I still have this doubt in Polish language when using a word. 
Please follow my explanation below:

Nogą kopnął drzwi. Szablą zabił człowieka. Siekierom zabił kurę.
Note- the last ( siekierom) I saw in a book. I don't think it is well written, so I post it here.

Przypatrywał się nogom . SalutowaŁ kolegom.

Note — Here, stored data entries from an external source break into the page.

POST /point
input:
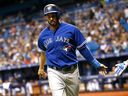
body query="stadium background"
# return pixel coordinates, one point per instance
(104, 23)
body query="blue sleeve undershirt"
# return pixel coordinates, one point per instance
(89, 57)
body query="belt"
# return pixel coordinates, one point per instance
(69, 69)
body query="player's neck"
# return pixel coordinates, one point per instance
(53, 28)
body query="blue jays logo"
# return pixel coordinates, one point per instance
(67, 48)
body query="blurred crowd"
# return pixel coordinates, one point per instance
(105, 28)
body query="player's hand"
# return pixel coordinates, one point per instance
(42, 73)
(102, 70)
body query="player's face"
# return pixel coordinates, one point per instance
(52, 19)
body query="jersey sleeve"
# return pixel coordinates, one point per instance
(79, 38)
(41, 47)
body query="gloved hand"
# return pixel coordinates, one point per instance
(120, 68)
(102, 70)
(42, 73)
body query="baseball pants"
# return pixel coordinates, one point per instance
(63, 84)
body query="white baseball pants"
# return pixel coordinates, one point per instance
(63, 84)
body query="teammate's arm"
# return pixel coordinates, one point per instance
(42, 60)
(89, 57)
(120, 68)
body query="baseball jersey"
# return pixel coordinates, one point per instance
(60, 45)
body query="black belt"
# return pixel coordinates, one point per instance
(65, 69)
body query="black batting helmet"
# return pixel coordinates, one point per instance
(51, 8)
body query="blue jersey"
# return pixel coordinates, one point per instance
(60, 45)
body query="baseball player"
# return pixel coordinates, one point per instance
(58, 43)
(120, 68)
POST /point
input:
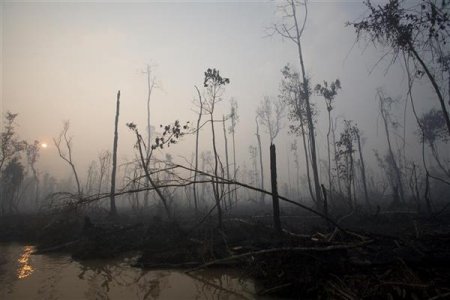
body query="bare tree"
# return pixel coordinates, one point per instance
(291, 94)
(433, 124)
(113, 209)
(227, 164)
(345, 159)
(197, 135)
(357, 135)
(65, 141)
(171, 135)
(270, 113)
(329, 93)
(385, 106)
(420, 32)
(292, 30)
(104, 161)
(232, 129)
(258, 137)
(214, 84)
(32, 151)
(10, 145)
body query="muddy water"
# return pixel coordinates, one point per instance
(24, 275)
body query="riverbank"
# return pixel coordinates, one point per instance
(377, 256)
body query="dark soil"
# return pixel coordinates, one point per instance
(395, 255)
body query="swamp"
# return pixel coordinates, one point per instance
(289, 149)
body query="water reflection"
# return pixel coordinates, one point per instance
(59, 277)
(25, 269)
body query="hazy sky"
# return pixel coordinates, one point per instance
(66, 61)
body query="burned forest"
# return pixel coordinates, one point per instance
(287, 149)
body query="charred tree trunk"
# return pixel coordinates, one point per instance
(226, 161)
(197, 134)
(260, 160)
(363, 169)
(113, 210)
(273, 179)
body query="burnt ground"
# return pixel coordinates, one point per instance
(385, 255)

I would like to know any other case ( possibility) when I must use the termination "om", which I consider the more difficult of the both.
Thanks!


----------



## platynaa

Hello,

the ending "ą" is used in singular, the ending "om" in plural, e.g. Jestem dziewczyną (I'm a girl) but Przyglądam się tym dziewczynom (I'm looking at these girls).

Regards and good luck 

P.S. Siekierom zabił kurę - it should be siekerą, because it was only one axe.


----------



## guniang

Hello,
'Siekierom zabił kurę' is incorrect.It should be 'Siekierą zabił kurę' . 'Siekierom' might be a styllistic manipulation, for example in order to imply that the speaker comes from countryside.


----------



## Stardusd

OK. 
Now it appears Dead Easy!
About " siekierom" it may be possible, because it was written by an immigrant.
Thanks! for platynaa #2 and guniang#3.


----------



## majlo

I don't think it's entirely about number.

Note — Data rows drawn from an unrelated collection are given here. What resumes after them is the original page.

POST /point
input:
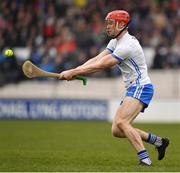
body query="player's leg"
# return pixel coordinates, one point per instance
(160, 143)
(126, 113)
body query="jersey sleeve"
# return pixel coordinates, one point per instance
(111, 46)
(121, 53)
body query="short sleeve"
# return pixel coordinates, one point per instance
(111, 45)
(121, 53)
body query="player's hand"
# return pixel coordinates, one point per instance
(67, 75)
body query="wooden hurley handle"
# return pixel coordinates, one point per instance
(32, 71)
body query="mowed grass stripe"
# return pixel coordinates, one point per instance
(78, 146)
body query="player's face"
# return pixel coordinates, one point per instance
(110, 28)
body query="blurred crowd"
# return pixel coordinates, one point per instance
(62, 34)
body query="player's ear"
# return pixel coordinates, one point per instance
(120, 25)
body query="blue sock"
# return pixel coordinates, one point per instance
(144, 157)
(153, 139)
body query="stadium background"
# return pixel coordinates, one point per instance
(61, 34)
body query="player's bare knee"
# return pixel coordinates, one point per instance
(116, 132)
(121, 123)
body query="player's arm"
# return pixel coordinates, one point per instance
(99, 56)
(104, 62)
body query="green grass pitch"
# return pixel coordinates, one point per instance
(63, 146)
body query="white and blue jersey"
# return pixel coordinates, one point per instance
(132, 64)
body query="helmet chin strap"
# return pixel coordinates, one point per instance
(121, 30)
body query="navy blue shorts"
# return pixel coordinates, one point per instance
(144, 93)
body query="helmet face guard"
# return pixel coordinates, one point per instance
(119, 16)
(116, 17)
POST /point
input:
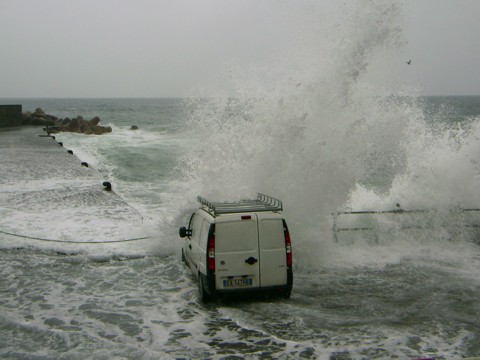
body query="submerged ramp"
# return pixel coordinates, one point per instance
(48, 198)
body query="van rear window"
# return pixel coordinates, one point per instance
(236, 236)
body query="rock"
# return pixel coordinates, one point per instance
(74, 125)
(94, 121)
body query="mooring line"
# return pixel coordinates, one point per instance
(75, 242)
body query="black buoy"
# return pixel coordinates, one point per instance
(107, 185)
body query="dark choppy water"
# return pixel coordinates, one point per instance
(317, 139)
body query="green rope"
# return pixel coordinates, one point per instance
(74, 242)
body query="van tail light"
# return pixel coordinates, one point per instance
(288, 244)
(211, 253)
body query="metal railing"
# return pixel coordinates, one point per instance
(336, 229)
(261, 203)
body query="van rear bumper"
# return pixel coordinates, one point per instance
(280, 290)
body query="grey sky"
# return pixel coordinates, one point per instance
(161, 48)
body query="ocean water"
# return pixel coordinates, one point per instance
(321, 141)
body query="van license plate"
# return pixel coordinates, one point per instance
(237, 282)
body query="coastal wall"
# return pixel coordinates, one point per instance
(10, 115)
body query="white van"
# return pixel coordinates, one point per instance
(239, 247)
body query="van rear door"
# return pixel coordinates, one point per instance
(236, 252)
(273, 262)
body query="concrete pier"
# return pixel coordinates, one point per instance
(48, 195)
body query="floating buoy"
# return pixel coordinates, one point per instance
(107, 185)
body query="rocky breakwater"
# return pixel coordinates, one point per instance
(54, 124)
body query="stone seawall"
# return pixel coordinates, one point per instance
(11, 115)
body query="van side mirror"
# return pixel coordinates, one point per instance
(183, 232)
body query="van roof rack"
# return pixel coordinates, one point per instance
(261, 203)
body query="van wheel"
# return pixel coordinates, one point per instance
(201, 290)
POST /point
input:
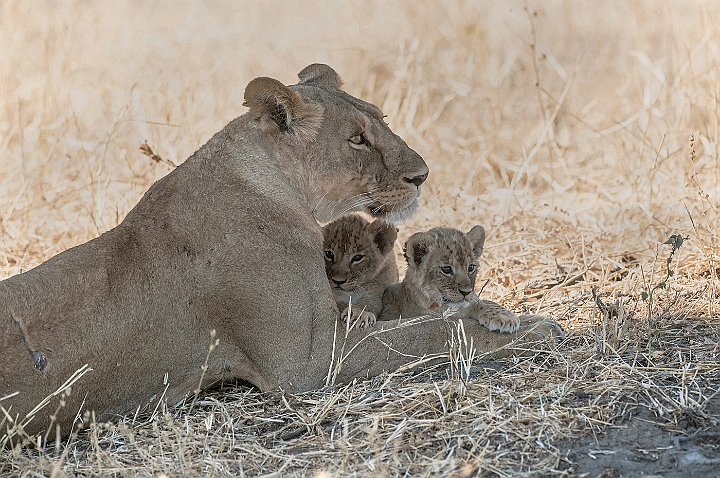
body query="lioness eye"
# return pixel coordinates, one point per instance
(359, 139)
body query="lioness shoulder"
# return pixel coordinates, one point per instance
(360, 265)
(442, 268)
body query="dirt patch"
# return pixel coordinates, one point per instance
(642, 446)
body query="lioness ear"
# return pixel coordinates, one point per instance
(477, 239)
(280, 110)
(319, 74)
(417, 247)
(384, 235)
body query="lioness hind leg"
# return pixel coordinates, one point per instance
(495, 317)
(359, 317)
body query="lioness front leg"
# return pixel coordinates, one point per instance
(493, 316)
(359, 316)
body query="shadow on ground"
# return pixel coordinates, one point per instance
(641, 446)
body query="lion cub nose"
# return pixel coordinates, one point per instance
(417, 180)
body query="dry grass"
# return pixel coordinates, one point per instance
(564, 131)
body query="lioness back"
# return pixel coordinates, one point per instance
(360, 265)
(441, 273)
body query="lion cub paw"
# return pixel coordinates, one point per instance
(496, 317)
(360, 318)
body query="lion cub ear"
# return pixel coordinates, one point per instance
(384, 235)
(280, 110)
(417, 247)
(477, 239)
(319, 74)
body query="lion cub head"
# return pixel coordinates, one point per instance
(442, 265)
(356, 251)
(336, 149)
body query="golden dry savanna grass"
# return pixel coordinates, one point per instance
(564, 128)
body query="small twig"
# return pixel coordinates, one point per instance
(147, 151)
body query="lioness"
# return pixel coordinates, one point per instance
(227, 242)
(360, 265)
(441, 273)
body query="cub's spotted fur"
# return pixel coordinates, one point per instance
(442, 267)
(360, 265)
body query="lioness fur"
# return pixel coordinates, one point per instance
(227, 243)
(441, 274)
(360, 265)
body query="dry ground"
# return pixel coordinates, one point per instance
(564, 128)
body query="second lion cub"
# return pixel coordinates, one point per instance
(360, 265)
(442, 267)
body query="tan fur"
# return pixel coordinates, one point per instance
(227, 242)
(441, 274)
(360, 265)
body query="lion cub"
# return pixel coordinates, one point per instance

If you want to use the Dative (in plural), use -om. 

_Przyglądam się kur*om*.
Powiedziałem to nauczyciel*om*.

_If you want to use the instrumental case, use -ą.
_
Zabił go siekier*ą*.
Zabił go butelk*ą*​.
_


----------



## LilianaB

Hi, Stardusd. It is called an ending, not a termination. I know you are just learning English, but this may be to your benefit. I don't think almost anybody who learned Polish the natural way would know. Someone who teaches Polish to foreign  students might. There might be some books written for foreign learners which will explain this problem, although I don't know if anybody has ever studied it.


----------



## Stardusd

OOps!
Surely I am learning both- English and Polish. I would say I am carrying them like a "hobby". I wrote this in other messages.I agree that you may find "odd" some of my words, because you live in NY. Anyhow they are synonyms, aren't they? 
But I picked this word ( termination) from Computer Softwares- for instance
....exe, dll, and others.
PS- You may find my way in replying weird when I add this botton note-_ my_ _reply is_....but it is done on my own purpose- easier to find whom I replied.
My reply to lilianna B #6


----------



## LilianaB

No, Starbusd. Termination and ending are not synonymous in this context.    There is nothing weird about your replies.


----------



## POLSKAdoBOJU

guniang said:


> Hello,
> 'Siekierom zabił kurę' is incorrect. It should be 'Siekierą zabił kurę' .


I realize it's supposed to mean that _He killed the chicken *with *the ax_, however grammatically _Siekierom zabił kurę _is in fact correct (= _He killed the chicken *for* the axes._),although it doesn't make semantic sense.


----------



## LilianaB

How could anyone in sound mind have killed the chicken for the ax and not with the ax, although the latter is brutal too. Once I did not eat chicken soup for a few years when I saw it with my own eyes, accidentally.


----------



## POLSKAdoBOJU

The point was that gramatically the sentence was fine.


----------



## Denis555

POLSKAdoBOJU said:


> The point was that gramatically the sentence was fine.



Exacly! It's another case of "Colorless green ideas sleep furiously". Grammatically speaking, it's perfecty alright!


----------